I came across this interesting article the other day over at cloudtesting.com which listed the user-agents of bots that would visit a link if it was posted on Twitter. I have copied the list below and it's quite amazing to think that as soon as you post a link to your site or blog on Twitter you will suddenly get hammered by X amount of bots.
I can definitely attest to the truthfulness of this behaviour as I am experiencing a similar problem with one of my LAMP Wordpress blogs. Whenever an article is posted I automatically post tweets to 2 (sometimes 3 depending on relevance) Twitter accounts with my new Strictly Tweetbot Wordpress plugin.

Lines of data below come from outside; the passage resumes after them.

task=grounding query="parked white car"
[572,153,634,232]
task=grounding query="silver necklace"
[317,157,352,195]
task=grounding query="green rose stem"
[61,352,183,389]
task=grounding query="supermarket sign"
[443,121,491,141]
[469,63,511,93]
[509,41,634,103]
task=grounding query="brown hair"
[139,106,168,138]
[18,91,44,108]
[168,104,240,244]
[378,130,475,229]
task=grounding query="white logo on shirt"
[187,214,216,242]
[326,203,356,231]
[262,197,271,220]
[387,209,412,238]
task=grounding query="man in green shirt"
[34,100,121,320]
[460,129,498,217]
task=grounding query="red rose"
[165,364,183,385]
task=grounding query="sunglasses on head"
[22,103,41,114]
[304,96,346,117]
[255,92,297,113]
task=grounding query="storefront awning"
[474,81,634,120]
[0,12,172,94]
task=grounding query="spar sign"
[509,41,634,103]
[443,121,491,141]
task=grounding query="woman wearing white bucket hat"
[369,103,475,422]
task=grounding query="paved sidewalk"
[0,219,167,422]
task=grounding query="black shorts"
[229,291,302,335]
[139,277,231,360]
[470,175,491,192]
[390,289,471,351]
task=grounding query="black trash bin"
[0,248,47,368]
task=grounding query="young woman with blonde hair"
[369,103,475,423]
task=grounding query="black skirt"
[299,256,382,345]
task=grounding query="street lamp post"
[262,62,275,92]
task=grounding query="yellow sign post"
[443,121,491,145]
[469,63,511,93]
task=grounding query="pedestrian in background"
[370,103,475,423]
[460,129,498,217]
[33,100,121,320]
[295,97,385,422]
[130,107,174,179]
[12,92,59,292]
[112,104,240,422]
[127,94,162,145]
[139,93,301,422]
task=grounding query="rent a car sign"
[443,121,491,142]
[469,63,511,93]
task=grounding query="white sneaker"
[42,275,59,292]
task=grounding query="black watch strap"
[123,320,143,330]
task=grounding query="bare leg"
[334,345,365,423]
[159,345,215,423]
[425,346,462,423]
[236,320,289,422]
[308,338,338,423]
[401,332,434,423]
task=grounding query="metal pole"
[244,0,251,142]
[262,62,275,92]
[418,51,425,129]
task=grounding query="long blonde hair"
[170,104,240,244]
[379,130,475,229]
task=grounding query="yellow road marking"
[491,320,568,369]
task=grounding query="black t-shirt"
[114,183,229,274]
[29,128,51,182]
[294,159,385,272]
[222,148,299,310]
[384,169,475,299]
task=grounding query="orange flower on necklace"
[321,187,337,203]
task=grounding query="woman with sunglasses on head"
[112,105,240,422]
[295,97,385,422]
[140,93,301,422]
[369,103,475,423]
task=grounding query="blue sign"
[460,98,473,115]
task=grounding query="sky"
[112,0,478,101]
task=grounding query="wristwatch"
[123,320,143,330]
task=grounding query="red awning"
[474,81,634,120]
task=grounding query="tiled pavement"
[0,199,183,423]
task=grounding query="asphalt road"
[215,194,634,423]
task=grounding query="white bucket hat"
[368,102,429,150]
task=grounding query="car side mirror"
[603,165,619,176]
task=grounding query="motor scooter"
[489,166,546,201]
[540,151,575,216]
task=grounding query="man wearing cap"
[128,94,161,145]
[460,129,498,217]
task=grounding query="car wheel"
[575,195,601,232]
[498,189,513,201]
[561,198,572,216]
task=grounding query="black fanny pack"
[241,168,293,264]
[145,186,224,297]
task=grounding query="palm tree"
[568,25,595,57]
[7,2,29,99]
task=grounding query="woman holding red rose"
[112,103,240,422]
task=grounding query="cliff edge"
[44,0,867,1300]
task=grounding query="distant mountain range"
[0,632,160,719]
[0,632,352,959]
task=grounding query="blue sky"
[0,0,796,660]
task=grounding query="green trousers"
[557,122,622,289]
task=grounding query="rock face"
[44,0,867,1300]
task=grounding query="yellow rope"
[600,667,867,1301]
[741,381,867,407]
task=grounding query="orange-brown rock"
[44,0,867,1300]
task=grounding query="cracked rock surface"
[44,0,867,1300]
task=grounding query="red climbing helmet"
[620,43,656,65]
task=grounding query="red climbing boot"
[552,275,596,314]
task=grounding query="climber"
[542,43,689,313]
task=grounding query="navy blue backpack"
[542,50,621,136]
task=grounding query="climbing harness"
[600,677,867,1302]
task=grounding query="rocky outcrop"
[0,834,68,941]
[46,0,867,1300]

Therefore when I import content at scheduled intervals throughout the day I can receive quite a sudden rush of bot traffic to my site which spikes my server load often to levels that are unrecoverable.
- Mozilla/5.0 (compatible; Googlebot/2.1; +http://www.google.com/bot.html)

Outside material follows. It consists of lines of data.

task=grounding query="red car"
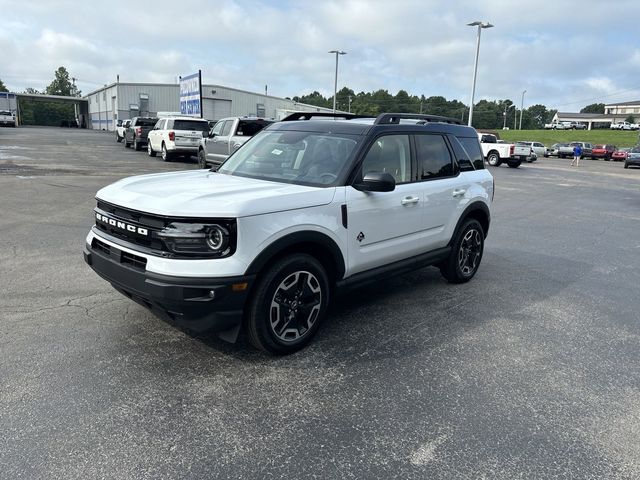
[611,148,631,162]
[591,145,618,161]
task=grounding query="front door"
[345,135,424,275]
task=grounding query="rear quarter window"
[455,137,484,170]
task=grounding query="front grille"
[120,252,147,270]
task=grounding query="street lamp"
[467,21,493,126]
[502,103,516,130]
[519,90,527,130]
[329,50,347,113]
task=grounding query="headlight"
[157,222,235,258]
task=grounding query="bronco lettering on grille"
[96,212,149,236]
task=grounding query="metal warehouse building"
[84,83,332,130]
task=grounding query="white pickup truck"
[198,117,273,168]
[116,120,131,143]
[0,110,16,127]
[478,132,537,168]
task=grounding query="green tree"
[45,67,81,97]
[580,103,604,113]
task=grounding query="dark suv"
[591,145,618,161]
[124,117,158,151]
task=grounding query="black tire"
[440,218,484,283]
[198,148,207,168]
[161,142,171,162]
[487,152,502,167]
[246,253,330,355]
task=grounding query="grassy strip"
[498,129,639,148]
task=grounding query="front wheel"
[246,253,330,355]
[440,218,484,283]
[487,152,502,167]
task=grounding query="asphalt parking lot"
[0,128,640,479]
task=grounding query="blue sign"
[180,71,202,117]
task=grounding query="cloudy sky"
[0,0,640,111]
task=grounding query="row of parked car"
[516,142,640,168]
[116,116,273,168]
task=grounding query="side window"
[362,135,411,183]
[220,120,233,137]
[415,135,453,180]
[456,137,484,170]
[211,120,225,135]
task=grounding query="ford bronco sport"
[84,112,494,354]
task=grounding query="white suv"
[84,113,494,354]
[147,117,209,162]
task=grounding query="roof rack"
[373,113,462,125]
[281,112,373,122]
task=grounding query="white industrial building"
[81,83,332,130]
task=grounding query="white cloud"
[0,0,640,108]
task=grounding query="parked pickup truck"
[558,142,593,158]
[198,117,273,168]
[116,120,131,143]
[478,132,538,168]
[124,117,158,150]
[0,110,16,127]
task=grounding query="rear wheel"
[162,142,171,162]
[246,253,329,355]
[440,218,484,283]
[487,152,502,167]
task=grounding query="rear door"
[346,134,424,275]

- Mozilla/5.0 (compatible; abby/1.0; +http://www.ellerdale.com/crawler.html)
- Mozilla/5.0 (compatible; MSIE 6.0b; Windows NT 5.0) Gecko/2009011913 Firefox/3.0.6 TweetmemeBot
- Mozilla/4.0 (compatible; MSIE 7.0; Windows NT 6.0)
- Mozilla/5.0 (compatible; Feedtrace-bot/0.2; email@example.com)
- Mozilla/5.0 (compatible; mxbot/1.0; +http://www.chainn.com/mxbot.html)
- User-Agent: Mozilla/5.0 (Windows; U; Windows NT 6.0; en-GB; rv:126.96.36.199) Gecko/2009021910 Firefox/3.0.7 (.NET CLR 3.5.30729)
- Mozilla/5.0 (Windows; U; Windows NT 5.1; en-US; rv:1.8.1) Gecko/20061010 Firefox/2.0 OneRiot/1.0 (http://www.oneriot.com)
- PostRank/2.0 (postrank.com)
- Mozilla/5.0 (Windows; U; Windows NT 5.1; en-US; rv:1.8.1) Gecko/20061010 Firefox/2.0 Me.dium/1.0 (http://me.dium.com)
- Mozilla/5.0 (compatible; VideoSurf_bot +http://www.videosurf.com/bot.html)
- Mozilla/5.0 (Windows; U; Windows NT 5.1; en-US; rv:188.8.131.52) Gecko/2008092417 Firefox/3.0.3
- Mozilla/5.0 (compatible; page-store) [email:paul at page-store.com]
Personally I think that this list might be out of date as from what I have seen there are quite a few more agents that can be added to that list including bots from Tweetme and Bit.ly.
Currently if I think the bots don't provide any kind of benefit to me in terms of traffic apart from stealing my bandwidth and killing my server I am serving 403's using htaccess rules.
Before banning an agent check your log files or stats to see if you can see any traffic being referred. If you want the benefit but without the constant hitting try contacting the company behind the bot to see if they could change their behaviour. You never know they may be relying on your content and be willing to tweaking their code. We can all live in hope.